Who is Austin Rivers?
In his only season at Duke, Austin Rivers was a ball dominant scorer, as the majority of his made field goals came unassisted. Per Synergy, he ranked in the top 5 combined in pick and rolls and isolations. Where he shot from the floor didn't matter as he took 31% of his shots at the rim, 29% from 2 point territory and 40% from beyond the arc. Despite the variety, his efficiency was borderline lousy: a .538 TS% and a very subpar assist to turnover ratio.
No surprise then that many fans were looking forward to watching him participate in the 2012 Summer League. Unfortunately, none of it went according to anyone's plan. He played largely poorly in 2 games and then proceeded to miss the remainder of play due to injury. Not two weeks later, it was announced Rivers underwent successful surgery to remove bone spurs from his right ankle.
Tempering Immediate Expectations
What do Russell Westbrook, Mike Conley, Kyle Lowry, Louis Williams, Mike Bibby, Monta Ellis, Jamal Crawford and Brandon Knight all have in common? During their age 20 seasons, they all posted fewer than 2.0 win shares. Subsequently, a year from now, don't be surprised to see Austin River's name appear among this group. He still has much to learn and grow. For instance, he needs to improve his form on his shot, both at the line and from the perimeter, learn to play off the ball, develop into a better a distributor and become more consistent defensively. In addition, as we witnessed in Las Vegas, his body needs to fully mature in order to be able to handle the grind of an 82 game schedule.
Thus, don't be surprised if the majority of his games are underwhelming. A season that produces a sub 41.5 FG% and 72.5 FT%. An assist to turnover ratio worse than 2 to 1. However, amid the mediocrity, do expect to witness flashes of potential and some meaningful improvement.
Longterm: Glass Half Empty or Half Full?
This is meant to be a season preview, but considering the somewhat disappointing 2013 outlook, a discussion on what lies beyond is a must. This is the crux of the argument on why many of his proponents believe in Austin Rivers. It is going to take time and plenty of patience.
Rivers possesses a number of positive attributes including athleticism, confidence, determination and a game made for the NBA. Jay Bilas wrote an article listing Austin Rivers among 1 of 6 incoming rookies that might possibly develop into very good players:
Rivers is so good with the ball and has such an uncanny ability to get past defenders and get into the lane that I believe he will do very well in the NBA. He is quick with the ball and can get his own shot, and defenders have a tough time staying in front of him.
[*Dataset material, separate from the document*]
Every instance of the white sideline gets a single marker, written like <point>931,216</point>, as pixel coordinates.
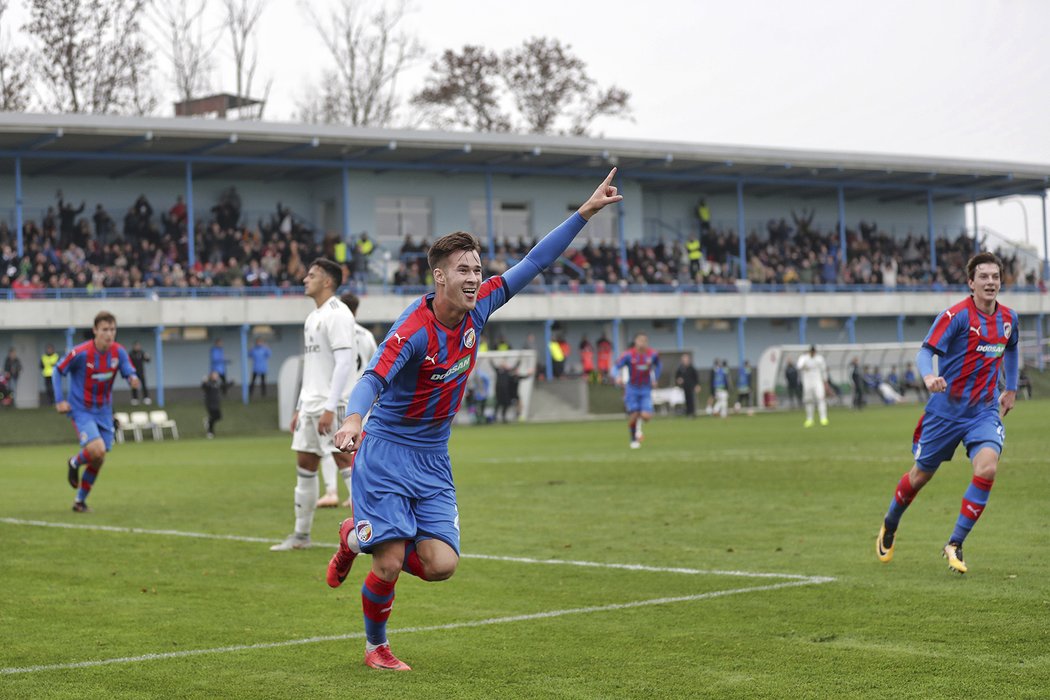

Put Rivers in the NBA, where the rules will benefit that skill, and you have an offensive weapon. Rivers is a good shooter but can still refine his perimeter shot, and he needs to be a more consistent handler and passer, but he is a willing defender and willingly takes on challenges. Some have questions about his demeanor or "cockiness," but I don't. Rivers competes and will be very good in the NBA.
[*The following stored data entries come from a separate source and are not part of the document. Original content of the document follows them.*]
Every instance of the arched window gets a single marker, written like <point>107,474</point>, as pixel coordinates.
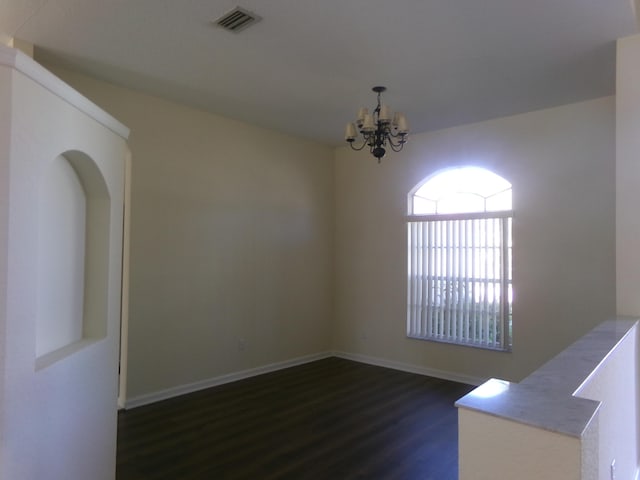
<point>459,269</point>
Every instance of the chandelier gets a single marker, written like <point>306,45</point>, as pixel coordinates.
<point>379,129</point>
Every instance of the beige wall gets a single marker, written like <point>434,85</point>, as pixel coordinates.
<point>561,164</point>
<point>231,242</point>
<point>628,175</point>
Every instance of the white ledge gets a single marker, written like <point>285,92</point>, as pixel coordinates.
<point>547,398</point>
<point>13,58</point>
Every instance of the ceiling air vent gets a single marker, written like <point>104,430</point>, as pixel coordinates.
<point>237,19</point>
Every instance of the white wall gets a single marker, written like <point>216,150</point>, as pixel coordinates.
<point>515,450</point>
<point>560,162</point>
<point>61,253</point>
<point>231,242</point>
<point>615,384</point>
<point>57,418</point>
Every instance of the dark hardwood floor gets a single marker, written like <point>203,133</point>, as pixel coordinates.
<point>332,419</point>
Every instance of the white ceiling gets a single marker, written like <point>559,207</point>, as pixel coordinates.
<point>309,64</point>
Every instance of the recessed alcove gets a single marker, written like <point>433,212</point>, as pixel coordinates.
<point>72,257</point>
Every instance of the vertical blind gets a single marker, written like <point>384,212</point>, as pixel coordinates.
<point>459,287</point>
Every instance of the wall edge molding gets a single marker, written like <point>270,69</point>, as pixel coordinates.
<point>22,63</point>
In addition to the attributes, Rivers has shown the necessary ability to make adjustments in relatively quick fashion. Although his Duke shooting %'s were below average, he significantly raised his 2pt FG% during the final two months of the college season. Even in the tiny sample size of his Summer League appearance, we saw him mildly transform from a volume shooter to a palatable distributor.
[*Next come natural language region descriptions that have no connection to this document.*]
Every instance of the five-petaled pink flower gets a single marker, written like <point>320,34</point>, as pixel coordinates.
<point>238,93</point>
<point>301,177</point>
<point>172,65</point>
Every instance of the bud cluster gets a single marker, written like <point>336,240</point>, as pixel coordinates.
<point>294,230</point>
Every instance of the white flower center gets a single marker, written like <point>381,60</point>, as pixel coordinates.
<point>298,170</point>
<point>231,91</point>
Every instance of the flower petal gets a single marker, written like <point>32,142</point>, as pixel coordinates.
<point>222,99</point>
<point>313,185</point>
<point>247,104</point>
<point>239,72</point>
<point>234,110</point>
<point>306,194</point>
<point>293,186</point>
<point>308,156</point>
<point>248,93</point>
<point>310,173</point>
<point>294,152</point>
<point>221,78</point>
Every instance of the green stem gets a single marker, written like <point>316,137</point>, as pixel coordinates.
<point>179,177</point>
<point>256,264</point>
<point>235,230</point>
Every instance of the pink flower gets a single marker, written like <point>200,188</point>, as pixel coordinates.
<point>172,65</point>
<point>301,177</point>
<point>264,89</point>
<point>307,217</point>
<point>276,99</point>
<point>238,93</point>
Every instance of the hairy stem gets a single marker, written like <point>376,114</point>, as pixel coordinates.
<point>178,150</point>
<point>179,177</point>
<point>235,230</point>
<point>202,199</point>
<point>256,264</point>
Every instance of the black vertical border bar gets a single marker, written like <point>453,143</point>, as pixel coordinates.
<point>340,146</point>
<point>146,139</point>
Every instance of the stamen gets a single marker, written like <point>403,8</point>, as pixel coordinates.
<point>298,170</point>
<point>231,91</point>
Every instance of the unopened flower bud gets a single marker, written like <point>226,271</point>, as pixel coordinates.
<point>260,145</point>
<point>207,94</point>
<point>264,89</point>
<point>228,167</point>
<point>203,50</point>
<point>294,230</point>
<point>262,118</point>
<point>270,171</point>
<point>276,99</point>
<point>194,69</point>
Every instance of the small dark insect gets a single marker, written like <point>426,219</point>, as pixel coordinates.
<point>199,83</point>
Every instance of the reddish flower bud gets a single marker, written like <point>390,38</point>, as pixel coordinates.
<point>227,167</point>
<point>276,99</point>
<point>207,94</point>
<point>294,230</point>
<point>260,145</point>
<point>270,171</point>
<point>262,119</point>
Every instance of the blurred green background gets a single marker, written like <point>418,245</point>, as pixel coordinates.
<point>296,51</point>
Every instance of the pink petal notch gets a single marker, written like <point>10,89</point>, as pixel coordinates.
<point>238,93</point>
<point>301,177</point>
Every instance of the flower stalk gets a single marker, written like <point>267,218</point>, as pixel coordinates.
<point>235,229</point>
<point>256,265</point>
Austin Rivers is probably not going to be the 10th best rookie this season; however, Dell Demps and company didn't select him for this reason. Rather, they and many others strongly believe that he will be one of the top players from the 2012 Draft in approximately 3 years. This is apt considering it will likely take this period of time before the Hornets are considered to be legitimate championship-caliber material. One needs to look no further than how the Spurs successfully molded Tony Parker as to what Demps is envisioning. Just give him a chance.